Cost of getting this wrong. Rendering decisions are platform decisions. Switching from client-side React to server-rendered output post-launch usually means rebuilding the front end.

Pre-launch: migration mapping, benchmarking, redirects, QA

Pre-launch is where the launch-week panic gets created or avoided. The single most expensive mistake we see is treating redirects as a launch-week task. A botched migration with missed or wrong redirects can wipe out years of accumulated organic visibility in days, and recovery typically takes months rather than weeks.

The pre-launch checklist that actually matters:

Baseline GSC and GA4 four to six weeks before launch. Capture trophy keywords, top organic landing pages, current AI referral traffic by source (ChatGPT, Perplexity, Claude, Copilot). Without a baseline, post-launch diagnostics are guesswork.
Redirect mapping from staging crawls, not just the old sitemap. Combine the existing sitemap with a fresh crawl of the live site. The sitemap shows what the site is supposed to be; the crawl shows everything that’s actually indexed, including paginated archives, tag pages, and parameter-based URLs the marketing team has forgotten exist. Map every URL in that inventory to its destination on the new site, then validate against a staging crawl to confirm the new URLs actually resolve. Site migrations are also the natural moment to address structural SEO issues that built up on the old site, and our SEO migration support work covers the methodology.
Indexation toggling. Staging environments must be noindexed; production environments must be indexable. The handover from one to the other on launch day fails more often than it should. Verify canonicals do not still point to staging URLs after the DNS flip.
Schema validation, sitemap submission, robots.txt sanity check. Robots.txt blocking GPTBot, ClaudeBot, or PerplexityBot is a common copy-paste error from old templates. Audit it before launch.

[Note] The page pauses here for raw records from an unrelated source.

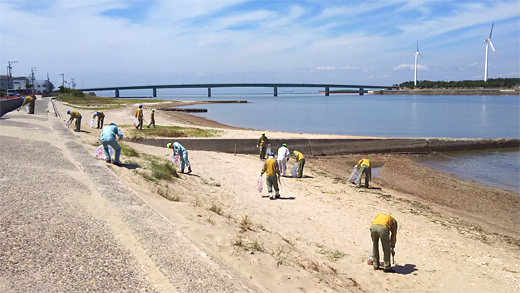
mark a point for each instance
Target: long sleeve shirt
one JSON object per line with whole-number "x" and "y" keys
{"x": 74, "y": 114}
{"x": 299, "y": 156}
{"x": 109, "y": 133}
{"x": 364, "y": 162}
{"x": 263, "y": 141}
{"x": 139, "y": 113}
{"x": 270, "y": 167}
{"x": 283, "y": 153}
{"x": 388, "y": 222}
{"x": 178, "y": 149}
{"x": 99, "y": 115}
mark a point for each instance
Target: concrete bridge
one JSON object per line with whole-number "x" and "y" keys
{"x": 275, "y": 86}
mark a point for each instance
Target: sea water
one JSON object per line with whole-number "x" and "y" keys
{"x": 388, "y": 116}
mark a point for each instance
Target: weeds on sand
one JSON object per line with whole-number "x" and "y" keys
{"x": 128, "y": 151}
{"x": 246, "y": 223}
{"x": 217, "y": 209}
{"x": 169, "y": 131}
{"x": 164, "y": 171}
{"x": 239, "y": 241}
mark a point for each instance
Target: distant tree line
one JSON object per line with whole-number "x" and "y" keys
{"x": 76, "y": 93}
{"x": 464, "y": 84}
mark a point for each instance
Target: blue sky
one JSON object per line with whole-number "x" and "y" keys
{"x": 108, "y": 43}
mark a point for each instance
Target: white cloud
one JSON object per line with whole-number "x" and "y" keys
{"x": 405, "y": 66}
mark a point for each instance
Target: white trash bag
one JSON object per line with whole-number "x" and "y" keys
{"x": 294, "y": 171}
{"x": 176, "y": 160}
{"x": 354, "y": 176}
{"x": 370, "y": 257}
{"x": 100, "y": 152}
{"x": 260, "y": 184}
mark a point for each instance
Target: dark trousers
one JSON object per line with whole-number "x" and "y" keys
{"x": 301, "y": 164}
{"x": 78, "y": 124}
{"x": 100, "y": 122}
{"x": 381, "y": 232}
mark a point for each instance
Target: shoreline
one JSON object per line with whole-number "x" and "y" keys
{"x": 315, "y": 238}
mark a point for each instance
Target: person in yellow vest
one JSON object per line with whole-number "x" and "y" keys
{"x": 75, "y": 115}
{"x": 263, "y": 142}
{"x": 272, "y": 173}
{"x": 300, "y": 159}
{"x": 384, "y": 227}
{"x": 152, "y": 119}
{"x": 139, "y": 116}
{"x": 365, "y": 169}
{"x": 29, "y": 100}
{"x": 101, "y": 118}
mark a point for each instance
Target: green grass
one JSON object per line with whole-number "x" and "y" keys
{"x": 108, "y": 103}
{"x": 163, "y": 170}
{"x": 128, "y": 151}
{"x": 168, "y": 131}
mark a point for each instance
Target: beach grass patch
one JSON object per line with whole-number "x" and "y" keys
{"x": 217, "y": 209}
{"x": 246, "y": 223}
{"x": 169, "y": 131}
{"x": 92, "y": 102}
{"x": 164, "y": 171}
{"x": 128, "y": 151}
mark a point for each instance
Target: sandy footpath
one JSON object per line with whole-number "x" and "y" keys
{"x": 316, "y": 238}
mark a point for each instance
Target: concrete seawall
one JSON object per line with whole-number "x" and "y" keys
{"x": 9, "y": 105}
{"x": 327, "y": 147}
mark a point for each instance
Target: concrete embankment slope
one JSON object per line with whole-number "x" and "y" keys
{"x": 69, "y": 224}
{"x": 9, "y": 105}
{"x": 321, "y": 147}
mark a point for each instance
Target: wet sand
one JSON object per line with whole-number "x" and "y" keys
{"x": 455, "y": 235}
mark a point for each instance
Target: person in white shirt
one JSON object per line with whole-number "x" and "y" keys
{"x": 283, "y": 157}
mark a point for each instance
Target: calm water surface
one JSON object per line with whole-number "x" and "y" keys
{"x": 390, "y": 116}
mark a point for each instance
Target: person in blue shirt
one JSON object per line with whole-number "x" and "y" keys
{"x": 108, "y": 138}
{"x": 183, "y": 153}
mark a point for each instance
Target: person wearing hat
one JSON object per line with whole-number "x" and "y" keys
{"x": 152, "y": 119}
{"x": 31, "y": 101}
{"x": 183, "y": 153}
{"x": 108, "y": 138}
{"x": 75, "y": 115}
{"x": 365, "y": 169}
{"x": 101, "y": 118}
{"x": 139, "y": 116}
{"x": 283, "y": 157}
{"x": 300, "y": 159}
{"x": 263, "y": 142}
{"x": 272, "y": 176}
{"x": 381, "y": 228}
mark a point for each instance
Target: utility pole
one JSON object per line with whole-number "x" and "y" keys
{"x": 63, "y": 80}
{"x": 9, "y": 73}
{"x": 33, "y": 69}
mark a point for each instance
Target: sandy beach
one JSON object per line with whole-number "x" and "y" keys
{"x": 454, "y": 235}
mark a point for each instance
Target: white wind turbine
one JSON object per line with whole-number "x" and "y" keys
{"x": 488, "y": 42}
{"x": 417, "y": 54}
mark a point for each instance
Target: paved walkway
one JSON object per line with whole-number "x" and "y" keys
{"x": 67, "y": 223}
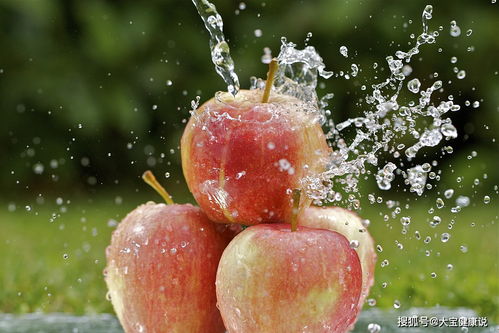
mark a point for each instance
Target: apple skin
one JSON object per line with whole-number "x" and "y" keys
{"x": 242, "y": 158}
{"x": 350, "y": 225}
{"x": 273, "y": 280}
{"x": 161, "y": 268}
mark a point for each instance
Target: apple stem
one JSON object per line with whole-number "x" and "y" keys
{"x": 270, "y": 80}
{"x": 295, "y": 209}
{"x": 149, "y": 178}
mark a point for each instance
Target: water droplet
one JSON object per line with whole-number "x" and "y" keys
{"x": 463, "y": 201}
{"x": 445, "y": 237}
{"x": 440, "y": 203}
{"x": 414, "y": 85}
{"x": 449, "y": 193}
{"x": 455, "y": 30}
{"x": 344, "y": 51}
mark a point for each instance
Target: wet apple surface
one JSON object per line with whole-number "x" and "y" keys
{"x": 271, "y": 279}
{"x": 242, "y": 158}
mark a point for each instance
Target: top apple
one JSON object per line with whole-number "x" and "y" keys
{"x": 242, "y": 158}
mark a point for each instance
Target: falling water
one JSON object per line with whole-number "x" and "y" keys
{"x": 220, "y": 51}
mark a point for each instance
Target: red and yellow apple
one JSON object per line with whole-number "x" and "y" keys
{"x": 271, "y": 279}
{"x": 349, "y": 225}
{"x": 242, "y": 158}
{"x": 161, "y": 268}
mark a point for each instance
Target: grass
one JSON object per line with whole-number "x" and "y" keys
{"x": 57, "y": 266}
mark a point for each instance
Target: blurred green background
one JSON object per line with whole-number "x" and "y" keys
{"x": 92, "y": 93}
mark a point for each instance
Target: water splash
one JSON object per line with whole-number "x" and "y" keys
{"x": 220, "y": 51}
{"x": 385, "y": 124}
{"x": 298, "y": 72}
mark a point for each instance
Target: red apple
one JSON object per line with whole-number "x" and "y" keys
{"x": 161, "y": 268}
{"x": 351, "y": 226}
{"x": 242, "y": 158}
{"x": 271, "y": 279}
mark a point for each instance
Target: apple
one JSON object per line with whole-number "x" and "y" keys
{"x": 243, "y": 156}
{"x": 271, "y": 279}
{"x": 161, "y": 268}
{"x": 352, "y": 227}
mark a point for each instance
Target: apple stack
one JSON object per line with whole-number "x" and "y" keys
{"x": 295, "y": 268}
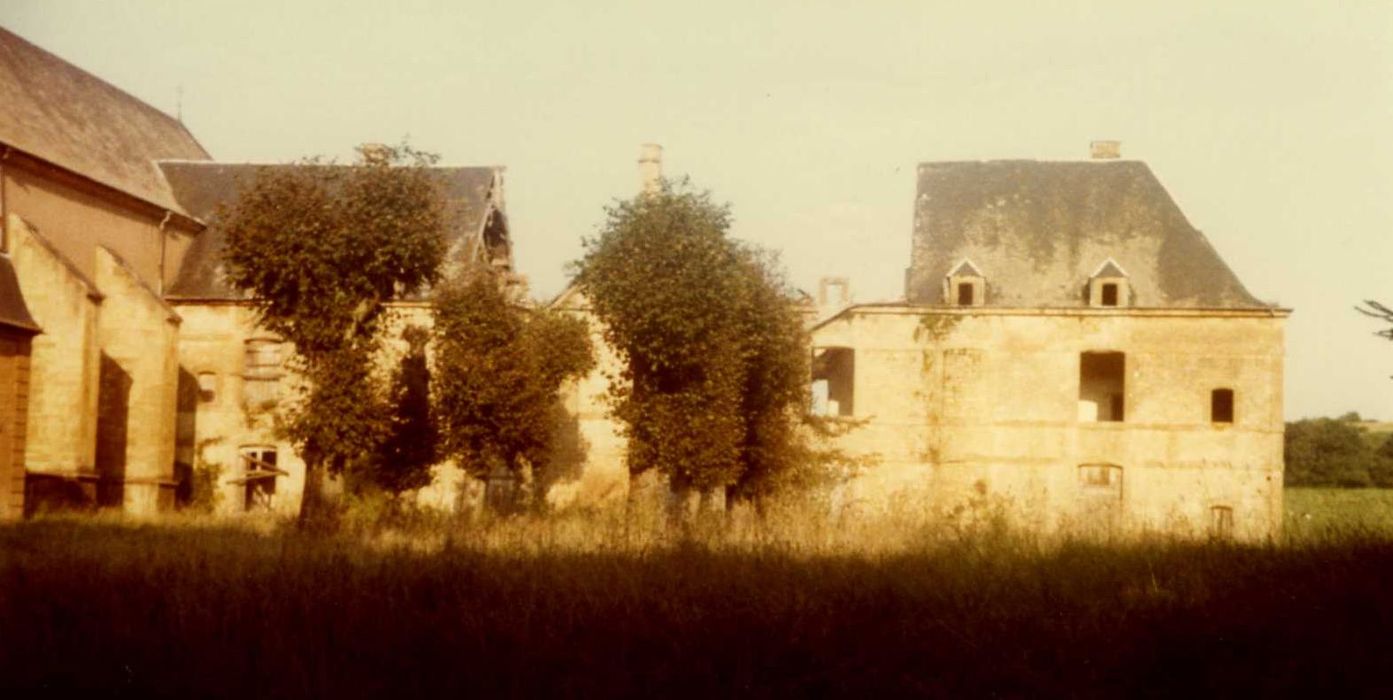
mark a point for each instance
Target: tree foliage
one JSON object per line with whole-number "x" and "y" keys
{"x": 715, "y": 352}
{"x": 497, "y": 380}
{"x": 404, "y": 458}
{"x": 1337, "y": 452}
{"x": 321, "y": 249}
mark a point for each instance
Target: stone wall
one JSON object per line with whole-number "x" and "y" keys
{"x": 138, "y": 382}
{"x": 75, "y": 223}
{"x": 970, "y": 409}
{"x": 64, "y": 359}
{"x": 14, "y": 398}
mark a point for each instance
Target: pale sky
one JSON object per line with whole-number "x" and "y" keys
{"x": 1271, "y": 123}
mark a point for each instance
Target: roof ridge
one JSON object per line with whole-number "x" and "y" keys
{"x": 106, "y": 84}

Cost of getting this wrong. Missed redirects and lost trophy keywords are recoverable, but recovery typically takes months, not weeks. The initial impact if key pages are missed can be catastrophic on overall traffic levels.

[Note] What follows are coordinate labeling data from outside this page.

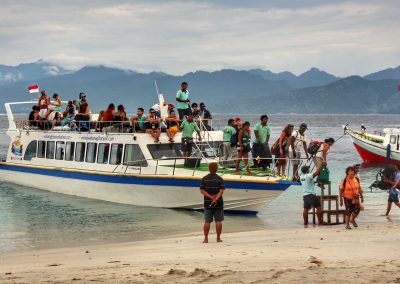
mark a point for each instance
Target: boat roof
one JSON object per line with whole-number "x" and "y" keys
{"x": 391, "y": 130}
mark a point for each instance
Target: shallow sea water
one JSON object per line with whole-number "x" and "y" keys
{"x": 33, "y": 218}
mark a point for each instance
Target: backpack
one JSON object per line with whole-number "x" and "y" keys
{"x": 323, "y": 176}
{"x": 388, "y": 172}
{"x": 313, "y": 147}
{"x": 234, "y": 139}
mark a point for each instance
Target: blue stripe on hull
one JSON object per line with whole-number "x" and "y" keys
{"x": 173, "y": 181}
{"x": 226, "y": 211}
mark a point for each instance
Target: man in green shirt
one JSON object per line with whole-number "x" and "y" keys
{"x": 261, "y": 152}
{"x": 182, "y": 97}
{"x": 138, "y": 121}
{"x": 230, "y": 151}
{"x": 188, "y": 127}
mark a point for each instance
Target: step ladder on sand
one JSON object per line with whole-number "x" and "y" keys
{"x": 330, "y": 207}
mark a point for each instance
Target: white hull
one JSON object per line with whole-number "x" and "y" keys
{"x": 142, "y": 195}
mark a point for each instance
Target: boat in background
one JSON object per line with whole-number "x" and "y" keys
{"x": 379, "y": 147}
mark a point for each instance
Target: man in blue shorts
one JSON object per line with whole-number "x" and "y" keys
{"x": 309, "y": 195}
{"x": 393, "y": 191}
{"x": 212, "y": 187}
{"x": 188, "y": 127}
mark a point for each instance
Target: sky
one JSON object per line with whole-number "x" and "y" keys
{"x": 341, "y": 37}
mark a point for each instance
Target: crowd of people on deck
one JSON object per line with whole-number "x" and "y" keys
{"x": 237, "y": 143}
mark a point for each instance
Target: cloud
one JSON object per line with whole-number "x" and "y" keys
{"x": 343, "y": 37}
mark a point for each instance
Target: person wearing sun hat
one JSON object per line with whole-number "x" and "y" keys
{"x": 298, "y": 140}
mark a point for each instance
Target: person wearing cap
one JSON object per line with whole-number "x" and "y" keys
{"x": 229, "y": 151}
{"x": 238, "y": 124}
{"x": 323, "y": 151}
{"x": 262, "y": 154}
{"x": 43, "y": 104}
{"x": 171, "y": 107}
{"x": 79, "y": 100}
{"x": 153, "y": 125}
{"x": 298, "y": 141}
{"x": 309, "y": 194}
{"x": 206, "y": 116}
{"x": 195, "y": 111}
{"x": 56, "y": 104}
{"x": 182, "y": 97}
{"x": 188, "y": 127}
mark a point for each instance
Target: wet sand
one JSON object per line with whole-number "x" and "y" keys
{"x": 318, "y": 254}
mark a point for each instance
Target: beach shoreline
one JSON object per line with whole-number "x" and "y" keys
{"x": 318, "y": 254}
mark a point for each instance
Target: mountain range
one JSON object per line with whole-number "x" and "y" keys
{"x": 230, "y": 91}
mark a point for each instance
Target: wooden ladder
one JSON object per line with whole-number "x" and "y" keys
{"x": 330, "y": 199}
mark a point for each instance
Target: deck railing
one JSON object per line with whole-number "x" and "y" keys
{"x": 269, "y": 172}
{"x": 104, "y": 126}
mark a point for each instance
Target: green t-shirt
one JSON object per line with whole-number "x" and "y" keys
{"x": 183, "y": 96}
{"x": 141, "y": 120}
{"x": 188, "y": 128}
{"x": 228, "y": 132}
{"x": 263, "y": 132}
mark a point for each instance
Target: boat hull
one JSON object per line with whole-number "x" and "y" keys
{"x": 166, "y": 192}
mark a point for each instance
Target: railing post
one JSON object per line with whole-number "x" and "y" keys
{"x": 173, "y": 170}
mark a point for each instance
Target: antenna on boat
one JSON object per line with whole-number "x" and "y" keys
{"x": 155, "y": 83}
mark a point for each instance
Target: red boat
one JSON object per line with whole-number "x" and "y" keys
{"x": 381, "y": 147}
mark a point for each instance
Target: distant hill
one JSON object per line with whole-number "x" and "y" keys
{"x": 390, "y": 73}
{"x": 29, "y": 71}
{"x": 230, "y": 91}
{"x": 310, "y": 78}
{"x": 349, "y": 95}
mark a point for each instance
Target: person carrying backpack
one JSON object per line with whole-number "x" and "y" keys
{"x": 261, "y": 153}
{"x": 243, "y": 147}
{"x": 298, "y": 140}
{"x": 393, "y": 191}
{"x": 349, "y": 194}
{"x": 323, "y": 151}
{"x": 229, "y": 151}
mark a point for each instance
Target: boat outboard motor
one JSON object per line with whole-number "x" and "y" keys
{"x": 194, "y": 160}
{"x": 387, "y": 172}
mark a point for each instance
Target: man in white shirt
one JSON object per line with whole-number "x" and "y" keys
{"x": 298, "y": 140}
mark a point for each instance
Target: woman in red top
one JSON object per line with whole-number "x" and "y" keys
{"x": 108, "y": 115}
{"x": 350, "y": 193}
{"x": 282, "y": 149}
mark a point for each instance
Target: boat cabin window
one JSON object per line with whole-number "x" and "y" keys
{"x": 116, "y": 154}
{"x": 69, "y": 151}
{"x": 91, "y": 152}
{"x": 50, "y": 150}
{"x": 30, "y": 151}
{"x": 164, "y": 151}
{"x": 102, "y": 155}
{"x": 134, "y": 156}
{"x": 60, "y": 150}
{"x": 80, "y": 152}
{"x": 41, "y": 149}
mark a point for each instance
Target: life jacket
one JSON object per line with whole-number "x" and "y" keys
{"x": 313, "y": 147}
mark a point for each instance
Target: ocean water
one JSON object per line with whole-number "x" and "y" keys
{"x": 35, "y": 219}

Launch and the first 90 days

Launch is not the end of the SEO and AI visibility work; it is the start of the highest-signal monitoring period of the project.

The first 90 days are when live traffic, real users, and real crawler behaviour reveal anything that staging couldn’t fully replicate. GA4 referral segments for ChatGPT, Perplexity, Claude, and Copilot need to be live from day one. Set them up in pre-launch and they populate from the first user. GSC needs daily eyes on coverage reports and Core Web Vitals warnings. Internal links from new content to pillar pages need to be added as content is published, not bolted on quarterly.

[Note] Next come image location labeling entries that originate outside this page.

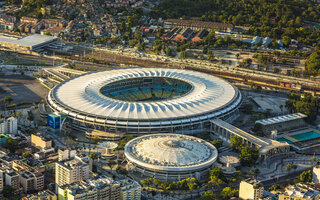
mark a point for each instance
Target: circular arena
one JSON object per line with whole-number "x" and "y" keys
{"x": 145, "y": 100}
{"x": 170, "y": 157}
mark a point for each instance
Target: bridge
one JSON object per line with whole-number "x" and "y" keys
{"x": 60, "y": 73}
{"x": 267, "y": 147}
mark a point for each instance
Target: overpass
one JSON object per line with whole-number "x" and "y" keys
{"x": 60, "y": 73}
{"x": 267, "y": 147}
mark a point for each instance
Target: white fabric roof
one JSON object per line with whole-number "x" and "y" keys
{"x": 82, "y": 94}
{"x": 155, "y": 152}
{"x": 282, "y": 118}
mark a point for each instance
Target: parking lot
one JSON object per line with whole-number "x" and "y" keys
{"x": 21, "y": 88}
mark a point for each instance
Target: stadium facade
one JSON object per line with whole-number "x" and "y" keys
{"x": 170, "y": 157}
{"x": 145, "y": 100}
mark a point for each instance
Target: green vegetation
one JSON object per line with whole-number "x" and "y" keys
{"x": 308, "y": 105}
{"x": 12, "y": 144}
{"x": 306, "y": 176}
{"x": 258, "y": 129}
{"x": 228, "y": 192}
{"x": 275, "y": 187}
{"x": 207, "y": 196}
{"x": 217, "y": 143}
{"x": 124, "y": 141}
{"x": 7, "y": 191}
{"x": 185, "y": 184}
{"x": 291, "y": 166}
{"x": 313, "y": 63}
{"x": 248, "y": 155}
{"x": 216, "y": 178}
{"x": 277, "y": 19}
{"x": 93, "y": 156}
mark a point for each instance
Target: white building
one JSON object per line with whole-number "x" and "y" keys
{"x": 170, "y": 157}
{"x": 316, "y": 174}
{"x": 250, "y": 189}
{"x": 70, "y": 171}
{"x": 102, "y": 188}
{"x": 9, "y": 126}
{"x": 130, "y": 190}
{"x": 66, "y": 154}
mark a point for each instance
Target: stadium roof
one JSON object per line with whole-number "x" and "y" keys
{"x": 171, "y": 152}
{"x": 81, "y": 96}
{"x": 281, "y": 119}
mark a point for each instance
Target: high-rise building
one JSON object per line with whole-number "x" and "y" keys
{"x": 9, "y": 126}
{"x": 70, "y": 171}
{"x": 251, "y": 189}
{"x": 130, "y": 190}
{"x": 66, "y": 154}
{"x": 102, "y": 188}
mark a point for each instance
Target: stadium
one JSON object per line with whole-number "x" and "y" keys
{"x": 170, "y": 157}
{"x": 145, "y": 100}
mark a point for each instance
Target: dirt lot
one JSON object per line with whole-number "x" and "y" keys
{"x": 21, "y": 88}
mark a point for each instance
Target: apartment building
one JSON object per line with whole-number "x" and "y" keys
{"x": 40, "y": 142}
{"x": 251, "y": 189}
{"x": 43, "y": 195}
{"x": 299, "y": 192}
{"x": 101, "y": 188}
{"x": 9, "y": 126}
{"x": 70, "y": 171}
{"x": 130, "y": 190}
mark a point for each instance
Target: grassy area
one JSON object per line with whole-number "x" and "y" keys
{"x": 15, "y": 61}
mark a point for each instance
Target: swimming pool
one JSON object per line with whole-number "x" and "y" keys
{"x": 300, "y": 137}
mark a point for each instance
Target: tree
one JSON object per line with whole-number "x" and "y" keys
{"x": 168, "y": 52}
{"x": 217, "y": 142}
{"x": 192, "y": 183}
{"x": 111, "y": 163}
{"x": 7, "y": 191}
{"x": 8, "y": 99}
{"x": 182, "y": 54}
{"x": 306, "y": 176}
{"x": 248, "y": 156}
{"x": 146, "y": 182}
{"x": 290, "y": 166}
{"x": 215, "y": 181}
{"x": 93, "y": 156}
{"x": 207, "y": 196}
{"x": 258, "y": 129}
{"x": 19, "y": 114}
{"x": 275, "y": 187}
{"x": 286, "y": 41}
{"x": 26, "y": 154}
{"x": 12, "y": 144}
{"x": 236, "y": 143}
{"x": 313, "y": 159}
{"x": 228, "y": 192}
{"x": 313, "y": 63}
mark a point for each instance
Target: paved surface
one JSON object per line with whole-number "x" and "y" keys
{"x": 21, "y": 88}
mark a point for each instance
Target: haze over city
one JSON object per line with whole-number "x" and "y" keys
{"x": 159, "y": 100}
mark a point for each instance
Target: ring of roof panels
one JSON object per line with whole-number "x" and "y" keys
{"x": 169, "y": 152}
{"x": 81, "y": 98}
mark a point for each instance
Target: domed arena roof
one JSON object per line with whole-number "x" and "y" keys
{"x": 171, "y": 152}
{"x": 147, "y": 94}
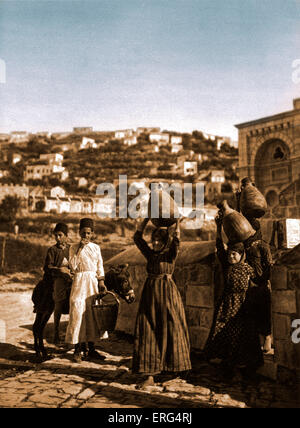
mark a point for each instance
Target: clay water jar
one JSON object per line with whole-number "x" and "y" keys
{"x": 252, "y": 202}
{"x": 166, "y": 216}
{"x": 236, "y": 227}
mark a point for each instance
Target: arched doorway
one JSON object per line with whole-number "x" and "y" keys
{"x": 273, "y": 166}
{"x": 272, "y": 198}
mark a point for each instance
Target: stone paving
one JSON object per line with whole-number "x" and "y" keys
{"x": 59, "y": 383}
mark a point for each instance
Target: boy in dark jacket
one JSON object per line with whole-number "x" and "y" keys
{"x": 52, "y": 292}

A sustainable freshness rhythm matters more than a launch-week burst. Pages get updated when the underlying information changes. dateModified accuracy in schema is part of the freshness signal AI systems read. For the editorial side of post-launch (how to actually run the content programme that keeps a site cited) our piece on building an AI workflow to create content describes the operational setup we use.

Cost of getting this wrong. Without measurement live at launch, the highest-signal first month of the project is flying blind. Diagnostic information becomes much harder to capture once a site has been live for several months.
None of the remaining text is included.